Crucial Steps for Successful Lacto-Fermenting at Home
- Salt is crucial because it both draws liquid from the vegetable, creating its own brine, and also creates an atmosphere where only healthy bacteria can thrive.
- Amount: most resources recommend using 2% – 5% salt of the fermented vegetables weight. That means trim, peel and cut your vegetables before weighing them and THEN calculate the amount of salt you need. I typically use about 3.5% salt and have had great results. I would highly suggest investing in a digital scale to make this step easy.
- Type: do a quick online search and you will find different opinions on whether the type of salt you use makes a difference of not. It comes down to the amount of sodium in your salt, and luckily, it is printed in the nutrition section on the box. Table salt typically has 580mg in 1/4 teaspoon and sea salt has 440mg in 1/4 teaspoon. So, given that I typically measure my salt using a teaspoon or tablespoon, if you use table salt, it will result in a saltier (and sometimes too salty) end product. In the end, I recommend looking at the sodium content on your salt box and if you have a choice, use the salt with the lower amount.
- Lacto-fermentation is an anaerobic process, meaning it happens in the absence of air. That is why it is so important to have all vegetables submerged under the brine and all air-pockets removed.
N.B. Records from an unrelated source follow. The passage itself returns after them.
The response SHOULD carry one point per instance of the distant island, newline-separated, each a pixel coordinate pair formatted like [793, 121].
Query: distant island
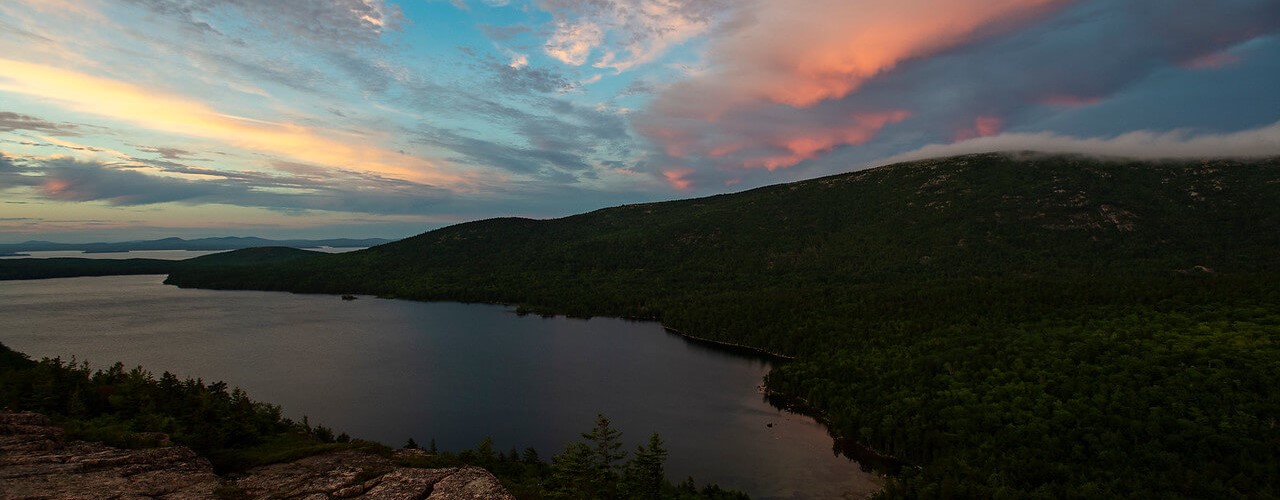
[222, 243]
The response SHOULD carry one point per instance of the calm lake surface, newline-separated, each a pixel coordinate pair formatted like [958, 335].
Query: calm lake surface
[160, 255]
[392, 370]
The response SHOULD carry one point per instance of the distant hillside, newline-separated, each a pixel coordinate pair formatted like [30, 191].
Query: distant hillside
[1015, 325]
[32, 269]
[188, 244]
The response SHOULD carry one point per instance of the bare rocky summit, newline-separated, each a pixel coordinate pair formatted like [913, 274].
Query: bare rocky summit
[37, 463]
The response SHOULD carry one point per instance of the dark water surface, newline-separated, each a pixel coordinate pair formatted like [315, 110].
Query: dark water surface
[392, 370]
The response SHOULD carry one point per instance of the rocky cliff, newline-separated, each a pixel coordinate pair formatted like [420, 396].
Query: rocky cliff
[37, 463]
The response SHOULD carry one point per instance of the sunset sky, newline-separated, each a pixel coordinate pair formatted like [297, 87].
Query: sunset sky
[137, 119]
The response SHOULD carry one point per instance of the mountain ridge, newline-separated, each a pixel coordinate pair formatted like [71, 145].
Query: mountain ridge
[173, 243]
[1016, 325]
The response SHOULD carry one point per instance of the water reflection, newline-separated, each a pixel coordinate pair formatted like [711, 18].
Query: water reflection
[392, 370]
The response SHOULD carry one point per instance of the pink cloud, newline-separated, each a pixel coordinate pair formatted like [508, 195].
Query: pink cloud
[677, 178]
[807, 145]
[982, 127]
[780, 72]
[801, 53]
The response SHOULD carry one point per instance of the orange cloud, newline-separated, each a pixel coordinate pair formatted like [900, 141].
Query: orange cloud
[677, 178]
[982, 127]
[177, 114]
[809, 145]
[801, 53]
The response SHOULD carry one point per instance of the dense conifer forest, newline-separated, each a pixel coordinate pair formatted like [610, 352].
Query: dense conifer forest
[135, 408]
[1008, 325]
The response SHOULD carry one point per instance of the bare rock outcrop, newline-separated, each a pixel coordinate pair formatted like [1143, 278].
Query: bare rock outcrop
[37, 463]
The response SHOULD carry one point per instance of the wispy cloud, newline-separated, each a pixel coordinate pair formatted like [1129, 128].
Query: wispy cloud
[159, 111]
[1260, 142]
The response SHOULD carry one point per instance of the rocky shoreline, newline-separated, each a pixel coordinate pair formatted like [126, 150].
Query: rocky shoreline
[37, 463]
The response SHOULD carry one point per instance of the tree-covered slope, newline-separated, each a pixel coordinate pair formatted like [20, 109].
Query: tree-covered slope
[1014, 324]
[35, 269]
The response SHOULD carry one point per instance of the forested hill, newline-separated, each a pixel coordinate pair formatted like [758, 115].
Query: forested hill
[1015, 324]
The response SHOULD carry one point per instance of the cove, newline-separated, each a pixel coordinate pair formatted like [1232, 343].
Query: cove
[393, 370]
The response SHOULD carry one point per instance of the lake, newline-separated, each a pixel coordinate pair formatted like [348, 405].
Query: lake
[160, 255]
[392, 370]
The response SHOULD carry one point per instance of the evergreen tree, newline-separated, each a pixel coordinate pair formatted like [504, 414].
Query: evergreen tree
[645, 471]
[574, 473]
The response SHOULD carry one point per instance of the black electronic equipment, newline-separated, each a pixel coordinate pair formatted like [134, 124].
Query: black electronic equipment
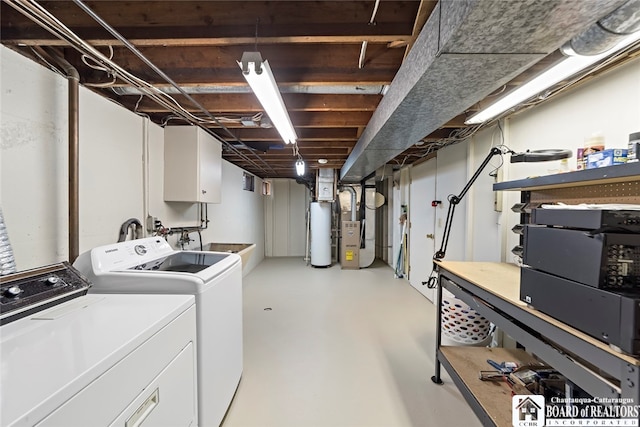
[31, 291]
[602, 260]
[612, 317]
[588, 219]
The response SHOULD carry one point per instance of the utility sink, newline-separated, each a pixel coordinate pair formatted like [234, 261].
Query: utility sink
[243, 249]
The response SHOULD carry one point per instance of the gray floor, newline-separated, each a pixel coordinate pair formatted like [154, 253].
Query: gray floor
[332, 347]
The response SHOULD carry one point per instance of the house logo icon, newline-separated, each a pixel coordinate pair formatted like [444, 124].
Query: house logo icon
[528, 411]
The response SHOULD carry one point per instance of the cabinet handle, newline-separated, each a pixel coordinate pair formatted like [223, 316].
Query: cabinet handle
[144, 410]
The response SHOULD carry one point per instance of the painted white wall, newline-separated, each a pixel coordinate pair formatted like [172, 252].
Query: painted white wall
[33, 173]
[33, 132]
[237, 219]
[285, 219]
[110, 169]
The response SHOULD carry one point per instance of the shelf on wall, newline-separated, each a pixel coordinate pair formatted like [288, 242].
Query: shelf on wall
[611, 174]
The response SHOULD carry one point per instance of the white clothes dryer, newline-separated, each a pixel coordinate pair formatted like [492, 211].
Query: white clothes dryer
[101, 360]
[151, 266]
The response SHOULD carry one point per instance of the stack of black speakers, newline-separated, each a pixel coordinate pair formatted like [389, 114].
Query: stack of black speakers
[582, 267]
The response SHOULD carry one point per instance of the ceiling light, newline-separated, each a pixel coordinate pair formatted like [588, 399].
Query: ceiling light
[259, 76]
[563, 69]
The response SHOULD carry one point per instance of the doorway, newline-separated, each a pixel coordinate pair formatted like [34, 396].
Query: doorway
[422, 217]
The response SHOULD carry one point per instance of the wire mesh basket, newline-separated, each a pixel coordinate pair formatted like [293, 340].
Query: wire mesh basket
[461, 324]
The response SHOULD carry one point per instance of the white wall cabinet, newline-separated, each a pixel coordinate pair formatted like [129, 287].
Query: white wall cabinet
[192, 165]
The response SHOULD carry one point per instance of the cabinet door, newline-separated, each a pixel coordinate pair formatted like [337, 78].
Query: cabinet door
[209, 169]
[192, 165]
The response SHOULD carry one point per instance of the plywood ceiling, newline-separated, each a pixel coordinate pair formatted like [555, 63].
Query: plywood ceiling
[330, 86]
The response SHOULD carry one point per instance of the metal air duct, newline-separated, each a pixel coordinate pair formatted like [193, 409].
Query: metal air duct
[466, 50]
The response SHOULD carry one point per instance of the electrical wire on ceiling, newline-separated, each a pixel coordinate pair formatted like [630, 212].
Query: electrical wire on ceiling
[45, 19]
[237, 119]
[88, 61]
[363, 48]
You will often see recipes that state you should add the vegetables a little at a time, pounding them down between each addition. This helps to ensure there are no air pockets remaining. You can also tap the finished ferment on the counter lightly or use a long skewer to remove any trapped air bubbles. There are all sorts of gadgets on the market to help – I love using the Kraut Source but you can use just about anything. It can be as simple as filling a plastic bag with brine and setting it on top to keep the vegetables submerged.
- Time & Temperature:
- Time and temperature work hand in hand. You can ferment anywhere between 55°F and 80°F. The lower the temperature, the slower the fermentation and conversely, the higher the temperature, the faster the fermentation. This also affects the flavor – slow fermentations typically have more complex, nuanced flavor whereas fast fermentations can have more intense flavors with a higher chance for off-flavors. There is a useful rule of thumb that states for every 10°C rise in temperature, the rate of reaction doubles. As an example, if it is 10°C (or about 18°F) hotter in your kitchen, expect your fermentation to finish in half the time. In the end, tasting your fermentation every day is the only way to know how it is progressing.
Fresh Pepper Kimchi
An easy way to make a local and customizable kimchi!
Start by preparing the napa cabbage: trim the root end and then slice in half length-wise. Turn cabbage cut side down and slice thinly cross-wise. Weigh the prepared cabbage and add 3.5% salt by weight (see story above for more details). My trimmed cabbage weighed 1 pound 6 ounces to which I added 1 tablespoon plus 1/2 teaspoon canning salt. Massage the cabbage and salt together until the cabbage has wilted and it has released it's moisture. Set aside.
Add the remaining ingredients to a food processor, starting with 2 tablespoons of vinegar, adding more if necessary, to create a pesto-like paste. Add paste to the cabbage and mix well to combine.
Pack into a quart-sized canning jar by adding a small amount of the cabbage mixture at a time and packing down with the back of a large spoon before repeating the process. Run a skewer around the jar to release any air bubbles. Weigh down the cabbage to ensure it is completely submerged under the liquid (see story above for more details).
Set aside to ferment - the time will depend on the temperature of your space along with your taste preferences. Taste it often to decide when it is finished (I let mine ferment for 1 week). Transfer to the refrigerator and eat within a couple of months.